Red Bull Motorsports
Lewis Hamilton moved one step closer to claiming a fifth Formula One Drivers' Championship title after a dominating the Japanese Grand Prix at Suzuka, where the British driver cruised to victory over Mercedes team-mate Valtteri Bottas by 12 seconds, while Red Bull Racing's Max Verstappen pushed the Finn all the way to the flag to finish a strong third.
Hamilton now leads the Drivers' Championship by 67 points and could win his fifth world title at the next round of the the championship, the United States Grand Prix at the Circuit of the Americas, in two weeks time.
6 things we learnt at the Japanese Grand Prix
1. Honda shows promise
At Suzuka, Honda raced their 2018 spec-3 engine for the first time. This had more significance than the average upgrade given that it's the last chance Honda have to demonstrate an improvement before their engines go into the back of a Red Bull Racing RB15 next year.
2. Daniel Ricciardo doesn't do Saturday
Daniel Ricciardo is enduring a torrid time on Saturdays at the moment, failing to make it into the Q3 qualifying session for the fifth time in the last seven races. In Hungary he suffered the bad luck of a yellow flag during the chaos of a wet session, which cancelled out his only chance of setting a decent time, but the other four no-shows have all been engine-related. He took penalties for new Renault power unit components in Germany, Italy and Russia, consigning him to the back of the grid and thus obliging him to do no more than have a 107% trundle in Q1.
In Japan, Ricciardo had the misfortune of a broken throttle actuator in Q1. Red Bull Racing team principal Christian Horner was suitably scathing of the team's engine partner, saying failures of that kind "shouldn't happen at this level". Ricciardo opted to keep his own council. He's off to Renault next year and that isn't a bridge he can particularly afford to burn.
3. Pole number 80 for Hamilton
Lewis Hamilton took his 80th pole position at Suzuka. He's already far and away F1's most successful Saturday driver. He took 26 poles during his six years with McLaren and has been remorseless in racking up the numbers at Mercedes. He's also improving his win percentage and is currently fifth on the all-time list, having taken pole in 35.56% of his races. At his current rate, Hamilton has Senna, Ascari, Clark and Fangio in his sights. That's not bad company to be in.

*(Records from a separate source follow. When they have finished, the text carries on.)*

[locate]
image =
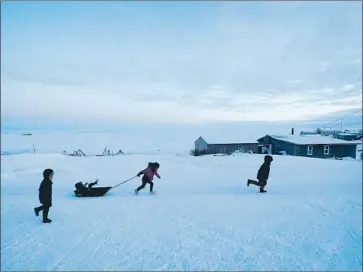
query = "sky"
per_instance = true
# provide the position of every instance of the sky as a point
(179, 62)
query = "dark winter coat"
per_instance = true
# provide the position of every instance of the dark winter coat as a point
(45, 188)
(264, 172)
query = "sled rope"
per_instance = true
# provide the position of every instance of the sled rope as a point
(123, 182)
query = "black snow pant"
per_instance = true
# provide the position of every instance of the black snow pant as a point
(260, 183)
(45, 209)
(145, 180)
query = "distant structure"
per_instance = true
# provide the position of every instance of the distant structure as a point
(348, 136)
(76, 153)
(202, 147)
(309, 146)
(108, 152)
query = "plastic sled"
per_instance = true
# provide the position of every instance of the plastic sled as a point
(92, 192)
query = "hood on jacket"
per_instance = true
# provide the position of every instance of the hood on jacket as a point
(47, 173)
(268, 159)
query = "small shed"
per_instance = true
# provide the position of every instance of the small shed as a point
(225, 146)
(310, 146)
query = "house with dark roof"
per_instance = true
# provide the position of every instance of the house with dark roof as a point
(226, 145)
(309, 146)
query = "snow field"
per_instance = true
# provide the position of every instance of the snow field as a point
(202, 218)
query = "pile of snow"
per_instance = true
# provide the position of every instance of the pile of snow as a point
(203, 216)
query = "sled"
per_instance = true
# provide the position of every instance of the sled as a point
(92, 192)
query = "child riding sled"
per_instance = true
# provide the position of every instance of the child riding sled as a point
(148, 175)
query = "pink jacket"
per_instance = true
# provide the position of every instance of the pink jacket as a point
(149, 173)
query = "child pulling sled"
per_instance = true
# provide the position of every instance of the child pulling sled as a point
(262, 175)
(148, 175)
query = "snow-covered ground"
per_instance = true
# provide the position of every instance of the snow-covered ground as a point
(203, 216)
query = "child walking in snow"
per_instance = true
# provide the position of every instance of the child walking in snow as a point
(149, 174)
(45, 195)
(262, 175)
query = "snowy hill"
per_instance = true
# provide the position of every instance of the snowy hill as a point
(202, 218)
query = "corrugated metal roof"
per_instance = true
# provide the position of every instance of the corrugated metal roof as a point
(312, 140)
(231, 139)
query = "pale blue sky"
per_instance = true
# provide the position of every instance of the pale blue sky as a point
(180, 62)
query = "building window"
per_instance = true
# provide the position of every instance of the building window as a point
(326, 149)
(310, 150)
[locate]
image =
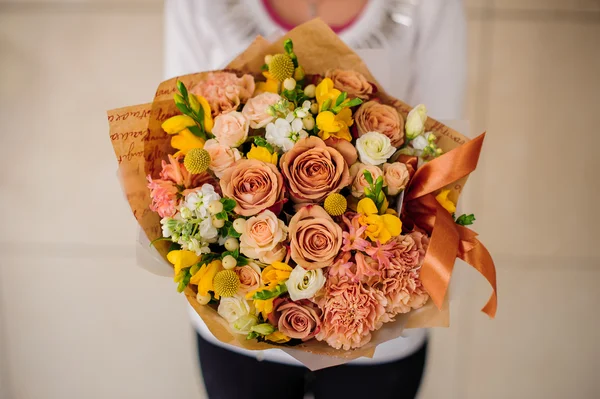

4. Hamilton can now win the title in Austin
Sebastian Vettel's eventful Suzuka weekend now leaves him 67 points adrift of Lewis Hamilton in the race for the Drivers' Championship, with 100 points left on the board. Mathematically, Hamilton needs to outscore Vettel by seven points to take the title at the US Grand Prix at Circuit of the Americas. In real terms, if Mercedes can take another 1–2 with Hamilton in front, the title is his. Ferrari opted to not have their drivers swap positions at Suzuka, suggesting they've already given up the battle.
5. Ricciardo is driver of the day
F1 fans voted Daniel Ricciardo their driver of the day at Suzuka, as the Australian carved his way through the field from 15th on the grid to fourth at the finish. Suzuka is much narrower than the average race track and a difficult place to overtake, but Ricciardo picked his moments well and turned his qualifying disappointment into a strategic advantage. Having not made it into Q3, he had a choice of starting tyre and chose to ignore the supersoft rubber, starting on the soft tyre and finishing the race on the durable medium compound.
As had been the case in Sochi, the pace advantage of the top three teams puts them in a different race to everybody else, and Ricciardo would have been expected to clear everybody up to P6. With Vettel out of the running, that became P5, but a terrific sequence of laps leading up to his mandatory pitstop gave him enough margin to clear Kimi Räikkönen's Ferrari as well.
6. Max the Ferrari Slayer
The crew of car #33 will have plenty of red paint to scrap off the right-hand sidepod after Suzuka, as Max Verstappen managed to tangle with both Ferraris in the opening exchanges. He hit Kimi Räikkönen first, overcooking the chicane and coming back onto the racing line in the Finn's path, for which he received a five seconds penalty. In his usual blunt fashion, the Dutchman labelled the stewards' decision "Stupid."
Shortly afterwards, he was nerfed by Vettel at the Spoon, as the German attempted a move down the inside at the high-speed double-apex corner While the impact pushed Verstappen wide, Spoon has plenty of run-off and he was able to get good traction and keep his place. Vettel paid the price for his ambition and was left facing the wrong way, subsequently re-joining at the back of the field, undoing the good work he'd done to rise from eighth on the grid.